The entrance was through a monumental arch, which no longer exists, flanked by two columns. From there, you could reach the garden. The rear part of the external line of columns was interrupted by an arch similar to that of the entrance, on the same axis as it. The brick arch visible today is a reconstruction of the 1950s by Colini. Behind this arch is a triclinium (a room for banquets), with a floor decorated with a monochrome mosaic. The portico was composed of a double row of columns that supported a gabled roof. The masonry columns were covered in white plaster resembling marble. The inner wall of the portico was probably painted red with a "herringbone" stripe (opus spicatum). In phase 5, the curvilinear design brick fountain was added, still visible today in the centre of the garden, and the row of internal columns was equipped with a small masonry balustrade. To the southwest of the peristyle, near the angle on the right, the baths could be reached via a few steps, and to the east was the residential area on a dune.

===The baths===

The foyer of the baths is decorated with a mosaic floor of black and white tesserae representing Neptune in his chariot pulled by seahorses. The scene, which unfolds around the centrally positioned god, features: two announcers, a female with a sistrum (an ancient instrument of Egyptian origin) and another male with a flute; a female figure with a fish tail who holds in her hands a thyrsus (a long stick with a pine cone at the end) and various marine animals, including seahorses, a sea lion, a lobster, a shrimp, some fish and a dolphin. To the northeast of the vestibule are two small changing rooms (apodyteria).

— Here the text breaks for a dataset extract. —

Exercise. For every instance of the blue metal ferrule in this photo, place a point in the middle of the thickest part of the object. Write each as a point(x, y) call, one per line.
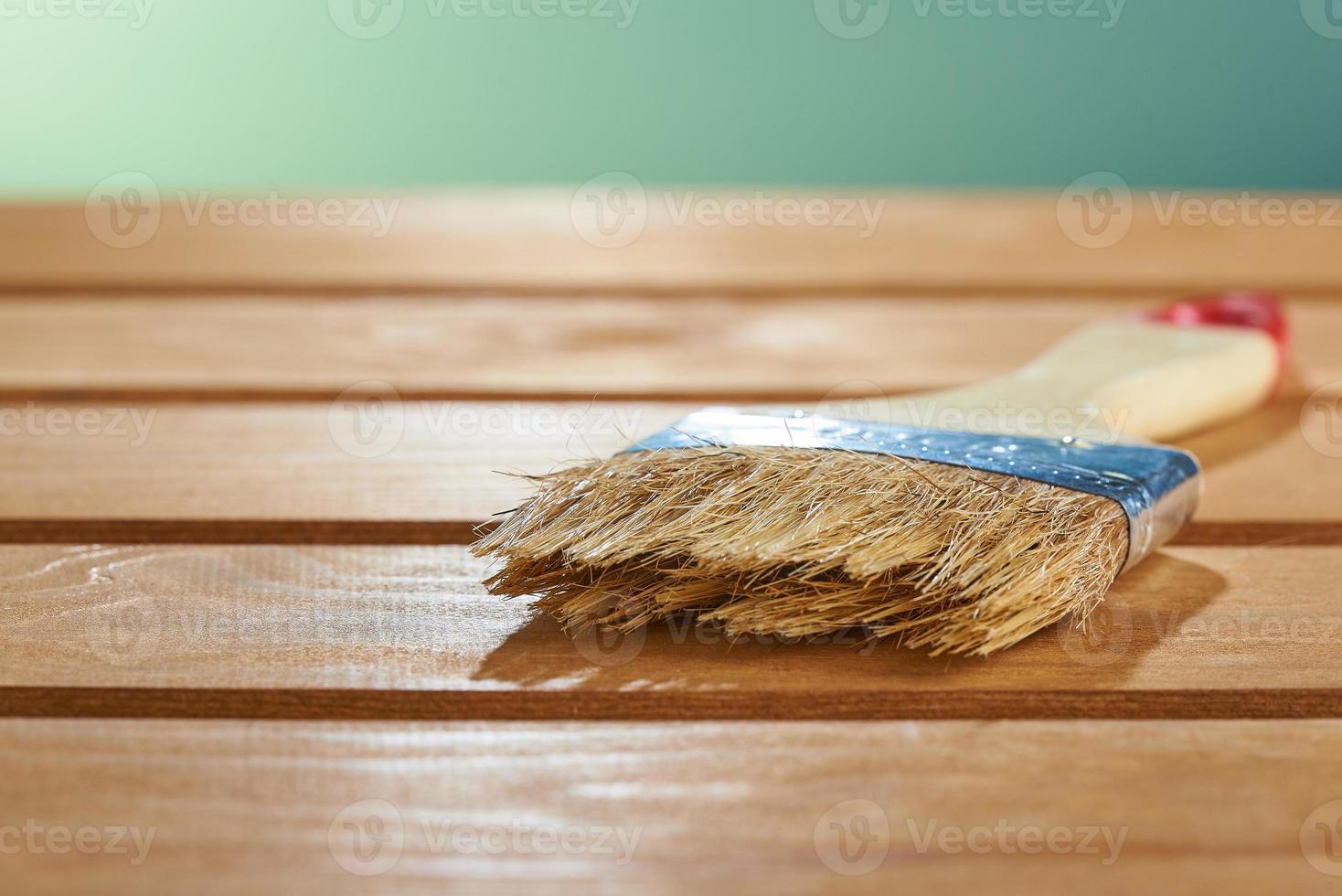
point(1157, 487)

The baths also went through several phases of development: the presence of walls of uncertain period in the caldarium indicates that the baths were already foreseen in the original villa and that they were later entirely rebuilt during the Antonine dynasty.

==Paleo-Christian basilica==

The paleo-Christian basilica, measuring 16.6 x 9.4 m, which stands outside the northeast supporting wall of the Villa della Palombara, a few steps from the ancient route of the Via Severiana, was discovered "by chance" in 1939 by Colini. In 1953, during studies conducted by Gatti at the site, a child's tomb with a pointed roof and a marble sarcophagus with marine scenes and a funerary inscription, dated by style, was discovered outside the entrance to the church and dated to 150-175 AD. Two phases in the history of the basilica were recognized. In the first, from the 4th century, the church had a single nave, with a projecting semicircular apse and the portico with columns covered by a gabled roof. In the second phase, a schola cantorum (a space opposite the main altar reserved for singers and generally surrounded by a masonry fence, usually decorated with marble slabs) was built inside the nave; on the outside, the spaces between the side columns were bricked up.